In [None]:
import pandas as pd
import numpy as ny
import matplotlib.pyplot as plt
import seaborn as sns
from datetime import datetime

df = pd.read_csv('climate_action_data.csv')
df.info()

In [None]:
print(df.shape)
print("\nColumn Names: ", df.columns.tolist())

In [None]:
df.describe

In [None]:
df.head(112)

In [None]:
df.isnull().sum()

In [None]:
print(df.dtypes)

In [None]:
print(df[df['Date'].isnull()])


In [None]:
#Data Cleaning
df['Date'] = pd.to_datetime(df['Date'], errors = 'coerce')
df['Date'] = df['Date'].fillna(pd.to_datetime(df['Date'].dropna().median()))
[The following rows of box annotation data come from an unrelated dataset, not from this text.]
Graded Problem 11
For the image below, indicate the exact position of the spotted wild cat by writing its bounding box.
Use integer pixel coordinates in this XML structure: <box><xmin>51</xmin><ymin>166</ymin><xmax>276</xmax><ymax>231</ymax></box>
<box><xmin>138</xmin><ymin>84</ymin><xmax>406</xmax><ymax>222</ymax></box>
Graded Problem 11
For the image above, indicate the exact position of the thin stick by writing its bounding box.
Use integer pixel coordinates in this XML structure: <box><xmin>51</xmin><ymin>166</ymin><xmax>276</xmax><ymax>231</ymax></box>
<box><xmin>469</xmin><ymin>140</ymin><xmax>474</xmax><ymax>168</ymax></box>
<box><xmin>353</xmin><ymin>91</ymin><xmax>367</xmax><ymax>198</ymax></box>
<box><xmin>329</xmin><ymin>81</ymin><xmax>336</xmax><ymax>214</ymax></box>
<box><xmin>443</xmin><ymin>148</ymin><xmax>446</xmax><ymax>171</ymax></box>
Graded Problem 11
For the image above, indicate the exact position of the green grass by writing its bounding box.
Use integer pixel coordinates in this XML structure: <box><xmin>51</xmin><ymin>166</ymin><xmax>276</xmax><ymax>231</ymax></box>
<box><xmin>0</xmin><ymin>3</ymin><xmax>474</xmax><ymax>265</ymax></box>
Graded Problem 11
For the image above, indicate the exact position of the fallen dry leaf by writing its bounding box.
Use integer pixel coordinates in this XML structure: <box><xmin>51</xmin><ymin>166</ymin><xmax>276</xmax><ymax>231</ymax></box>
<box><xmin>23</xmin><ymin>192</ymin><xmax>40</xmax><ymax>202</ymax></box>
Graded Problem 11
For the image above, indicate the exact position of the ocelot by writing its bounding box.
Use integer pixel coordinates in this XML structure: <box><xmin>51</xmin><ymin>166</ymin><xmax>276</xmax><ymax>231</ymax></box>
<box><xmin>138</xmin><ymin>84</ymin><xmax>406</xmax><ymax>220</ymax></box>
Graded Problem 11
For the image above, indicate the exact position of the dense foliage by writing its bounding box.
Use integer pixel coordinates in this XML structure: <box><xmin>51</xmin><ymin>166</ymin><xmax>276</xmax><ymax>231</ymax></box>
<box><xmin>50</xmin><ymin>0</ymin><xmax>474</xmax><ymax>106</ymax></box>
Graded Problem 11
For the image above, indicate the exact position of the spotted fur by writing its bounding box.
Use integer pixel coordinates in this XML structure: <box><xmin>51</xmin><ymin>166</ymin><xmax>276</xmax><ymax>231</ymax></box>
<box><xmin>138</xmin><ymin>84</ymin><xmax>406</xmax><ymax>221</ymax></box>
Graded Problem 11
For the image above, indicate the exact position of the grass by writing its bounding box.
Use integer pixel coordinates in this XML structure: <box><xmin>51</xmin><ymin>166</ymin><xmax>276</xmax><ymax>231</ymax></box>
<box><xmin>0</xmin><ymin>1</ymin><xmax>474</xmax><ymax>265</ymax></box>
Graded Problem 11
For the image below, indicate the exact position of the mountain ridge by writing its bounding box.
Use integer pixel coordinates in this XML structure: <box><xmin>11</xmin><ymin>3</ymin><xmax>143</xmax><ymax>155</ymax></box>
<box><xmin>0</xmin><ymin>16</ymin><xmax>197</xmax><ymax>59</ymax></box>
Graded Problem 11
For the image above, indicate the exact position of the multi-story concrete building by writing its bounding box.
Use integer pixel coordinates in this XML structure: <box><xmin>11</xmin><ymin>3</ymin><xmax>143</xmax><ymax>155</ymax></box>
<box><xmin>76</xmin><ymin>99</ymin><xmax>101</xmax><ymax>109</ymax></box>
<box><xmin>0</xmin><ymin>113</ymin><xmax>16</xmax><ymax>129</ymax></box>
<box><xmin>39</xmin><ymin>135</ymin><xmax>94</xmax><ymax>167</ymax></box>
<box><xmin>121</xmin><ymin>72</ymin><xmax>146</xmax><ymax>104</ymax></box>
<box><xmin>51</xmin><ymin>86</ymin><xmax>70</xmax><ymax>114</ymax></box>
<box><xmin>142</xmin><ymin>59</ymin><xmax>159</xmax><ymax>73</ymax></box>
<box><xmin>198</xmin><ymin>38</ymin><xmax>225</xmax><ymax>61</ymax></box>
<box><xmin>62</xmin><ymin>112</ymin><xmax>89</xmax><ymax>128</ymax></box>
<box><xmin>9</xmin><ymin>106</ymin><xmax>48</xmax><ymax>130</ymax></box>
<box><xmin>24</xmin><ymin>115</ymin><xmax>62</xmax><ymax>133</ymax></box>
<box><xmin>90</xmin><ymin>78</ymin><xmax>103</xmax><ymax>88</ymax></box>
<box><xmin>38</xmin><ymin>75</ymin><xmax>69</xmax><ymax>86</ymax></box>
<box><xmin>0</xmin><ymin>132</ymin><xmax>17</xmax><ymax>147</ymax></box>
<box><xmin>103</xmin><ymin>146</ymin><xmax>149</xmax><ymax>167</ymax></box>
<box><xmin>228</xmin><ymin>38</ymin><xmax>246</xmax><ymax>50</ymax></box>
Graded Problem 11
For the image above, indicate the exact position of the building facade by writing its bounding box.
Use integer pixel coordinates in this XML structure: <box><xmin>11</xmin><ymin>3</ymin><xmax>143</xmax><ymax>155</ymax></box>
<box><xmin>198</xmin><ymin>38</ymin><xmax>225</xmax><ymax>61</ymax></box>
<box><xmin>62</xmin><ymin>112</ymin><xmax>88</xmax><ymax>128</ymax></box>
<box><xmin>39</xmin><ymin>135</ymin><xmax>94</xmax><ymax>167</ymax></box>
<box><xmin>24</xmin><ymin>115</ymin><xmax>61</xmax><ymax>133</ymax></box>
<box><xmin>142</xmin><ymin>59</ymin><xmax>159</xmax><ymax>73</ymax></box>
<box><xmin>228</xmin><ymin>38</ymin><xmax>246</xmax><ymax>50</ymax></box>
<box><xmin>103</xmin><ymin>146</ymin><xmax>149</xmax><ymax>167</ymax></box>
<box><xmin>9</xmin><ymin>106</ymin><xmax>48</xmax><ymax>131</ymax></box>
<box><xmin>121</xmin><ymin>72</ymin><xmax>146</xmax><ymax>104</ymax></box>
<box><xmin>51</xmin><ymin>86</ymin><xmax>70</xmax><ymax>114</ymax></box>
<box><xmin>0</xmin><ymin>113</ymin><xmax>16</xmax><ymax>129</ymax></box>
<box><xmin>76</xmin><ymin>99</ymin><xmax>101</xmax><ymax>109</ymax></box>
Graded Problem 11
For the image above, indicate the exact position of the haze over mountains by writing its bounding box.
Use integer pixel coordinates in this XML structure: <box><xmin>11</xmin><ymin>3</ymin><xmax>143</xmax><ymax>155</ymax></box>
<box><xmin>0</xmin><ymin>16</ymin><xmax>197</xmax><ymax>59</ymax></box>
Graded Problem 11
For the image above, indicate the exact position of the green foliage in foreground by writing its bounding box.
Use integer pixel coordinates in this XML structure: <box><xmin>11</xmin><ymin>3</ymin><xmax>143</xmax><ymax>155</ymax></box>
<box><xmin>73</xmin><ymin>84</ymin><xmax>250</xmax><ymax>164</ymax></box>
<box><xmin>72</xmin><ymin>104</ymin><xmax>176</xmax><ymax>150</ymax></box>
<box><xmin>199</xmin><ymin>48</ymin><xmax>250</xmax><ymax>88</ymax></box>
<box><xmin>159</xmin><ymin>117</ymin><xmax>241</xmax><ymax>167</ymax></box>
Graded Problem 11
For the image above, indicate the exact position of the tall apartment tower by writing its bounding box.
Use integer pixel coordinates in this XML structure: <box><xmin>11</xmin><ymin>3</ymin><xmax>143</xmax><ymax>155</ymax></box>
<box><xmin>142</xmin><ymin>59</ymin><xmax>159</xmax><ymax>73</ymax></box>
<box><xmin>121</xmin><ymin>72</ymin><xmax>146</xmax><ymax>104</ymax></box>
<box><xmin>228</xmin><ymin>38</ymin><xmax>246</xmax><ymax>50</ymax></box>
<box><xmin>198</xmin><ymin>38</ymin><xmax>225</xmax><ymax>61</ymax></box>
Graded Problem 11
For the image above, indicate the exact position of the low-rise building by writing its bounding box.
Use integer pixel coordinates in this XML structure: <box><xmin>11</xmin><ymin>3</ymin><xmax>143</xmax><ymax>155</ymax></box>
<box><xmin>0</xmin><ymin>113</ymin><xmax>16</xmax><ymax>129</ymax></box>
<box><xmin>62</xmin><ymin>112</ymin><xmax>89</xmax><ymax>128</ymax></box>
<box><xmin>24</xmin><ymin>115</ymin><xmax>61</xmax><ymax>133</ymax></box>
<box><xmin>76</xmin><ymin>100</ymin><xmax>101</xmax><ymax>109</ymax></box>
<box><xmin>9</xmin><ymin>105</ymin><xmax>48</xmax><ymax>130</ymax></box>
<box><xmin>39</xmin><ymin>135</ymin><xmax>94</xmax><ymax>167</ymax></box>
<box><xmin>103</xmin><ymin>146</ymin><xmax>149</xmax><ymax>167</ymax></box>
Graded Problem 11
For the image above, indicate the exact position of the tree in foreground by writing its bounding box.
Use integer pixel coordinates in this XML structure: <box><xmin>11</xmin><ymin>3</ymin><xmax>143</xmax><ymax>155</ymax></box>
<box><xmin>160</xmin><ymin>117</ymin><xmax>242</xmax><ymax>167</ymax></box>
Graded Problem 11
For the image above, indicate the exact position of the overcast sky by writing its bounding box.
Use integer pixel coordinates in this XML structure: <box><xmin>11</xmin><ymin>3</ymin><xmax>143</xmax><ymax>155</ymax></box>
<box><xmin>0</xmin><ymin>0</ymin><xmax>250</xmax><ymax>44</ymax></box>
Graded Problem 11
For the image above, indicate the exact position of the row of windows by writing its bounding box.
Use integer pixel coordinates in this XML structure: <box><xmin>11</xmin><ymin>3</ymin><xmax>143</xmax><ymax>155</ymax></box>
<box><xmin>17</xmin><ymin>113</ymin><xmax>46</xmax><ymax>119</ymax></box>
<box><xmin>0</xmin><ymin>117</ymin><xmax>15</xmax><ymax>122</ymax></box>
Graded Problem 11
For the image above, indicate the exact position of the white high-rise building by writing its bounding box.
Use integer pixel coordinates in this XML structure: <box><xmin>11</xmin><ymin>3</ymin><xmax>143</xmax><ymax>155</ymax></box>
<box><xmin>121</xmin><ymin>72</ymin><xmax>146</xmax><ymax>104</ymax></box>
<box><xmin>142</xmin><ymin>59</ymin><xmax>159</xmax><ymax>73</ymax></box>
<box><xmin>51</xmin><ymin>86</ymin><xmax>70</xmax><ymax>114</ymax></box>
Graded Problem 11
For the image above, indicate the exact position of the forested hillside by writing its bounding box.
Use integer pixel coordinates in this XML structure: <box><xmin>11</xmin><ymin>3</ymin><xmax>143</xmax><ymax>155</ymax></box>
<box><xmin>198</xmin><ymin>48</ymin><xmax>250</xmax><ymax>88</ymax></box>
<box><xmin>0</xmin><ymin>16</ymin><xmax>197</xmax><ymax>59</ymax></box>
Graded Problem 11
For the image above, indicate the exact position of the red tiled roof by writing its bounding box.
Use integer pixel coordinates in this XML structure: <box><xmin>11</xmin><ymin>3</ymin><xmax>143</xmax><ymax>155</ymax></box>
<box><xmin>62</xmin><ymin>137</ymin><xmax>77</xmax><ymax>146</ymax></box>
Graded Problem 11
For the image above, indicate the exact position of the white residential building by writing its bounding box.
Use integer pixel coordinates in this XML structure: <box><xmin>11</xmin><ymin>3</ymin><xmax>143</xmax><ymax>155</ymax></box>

df['Crop_Type'] = df['Crop_Type'].fillna(df['Crop_Type'].mode()[0])
        
numerical_columns = ['Soil_Moisture(%)','Soil_pH','Temperature(C)','Humidity(%)','Fertilizer_Recommended(kg/ha)','Irrigation_Recommended(mm)']
for column in numerical_columns:
    if column in df.columns:
        df[column] = pd.to_numeric(df[column], errors = 'coerce')
        df[column] = df[column].fillna(df[column].median())
        
df.drop_duplicates(inplace = True)

print("\n", df.duplicated())
print("\n Shape of CSV File: ", df.shape)
print("\n Data Types: \n", df.dtypes)
        
df.isnull().sum()

In [34]:
df.to_csv('cleaned_precision_agriculture_data.csv')

In [None]:
#Data Analysis
numeric = df.select_dtypes(include='number')
corr = numeric.corr()
sns.heatmap(corr, annot=True, cmap='coolwarm', fmt = '.2f')
plt.title('Correlation Heatmap of Numeric Columns')
plt.show()

In [None]:
plt.figure(figsize=(15,10))

plt.subplot(1,2,1)
sns.histplot(df['Soil_Moisture(%)'], bins=30, kde=True)
plt.title('Soil Moisture Distribution')

plt.subplot(1,2,2)
sns.histplot(df['Soil_pH'], bins=30, kde=True)
plt.title('Soil PH Distribution')


In [None]:
plt.figure(figsize=(15,10))

plt.subplot(1,2,1)
sns.histplot(df['Temperature(C)'], bins=30, kde=True)
plt.title('Temperature Distribution')

plt.subplot(1,2,2)
sns.histplot(df['Humidity(%)'], bins=30, kde=True)
plt.title('Humidity Distribution')

In [None]:
plt.figure(figsize=(15,10))

plt.subplot(1,2,1)
sns.histplot(df['Fertilizer_Recommended(kg/ha)'], bins=30, kde=True)
plt.title('Fertilizer Recommended Distribution')

plt.subplot(1,2,2)
sns.histplot(df['Irrigation_Recommended(mm)'], bins=30, kde=True)
plt.title('Irrigation Recommended Distribution')

In [None]:
#Crop with highest average soil moisture
average_moisture = df.groupby('Crop_Type')['Soil_Moisture(%)'].mean()
highest_crop = average_moisture.idxmax()
highest_value = average_moisture.max()

print(f"Crop with highest average soil moisture: {highest_crop} {highest_value:.2f}")

In [None]:
crops_above_30 = df[df['Temperature(C)'] > 30]
average_irrigation = crops_above_30.groupby('Crop_Type')['Irrigation_Recommended(mm)'].mean()

print("Irrigation Adjustments: ")
print("\n", average_irrigation)

-The variable that most influences fertilizer recommendations is Soil PH since according to the Correlation HeatMap it has the weakest positive Correlation of +0.08 and the Other variables have near to zero correlation suggesting almost no linear relationship with fertilizer recommendations.

-The crop type with the highest average soil moisture is Wheat

Irrigation Adjustments: 

Beans       17.857692
Lettuce     16.297297
Maize       16.625455
Tomatoes    18.919565
Wheat       18.645946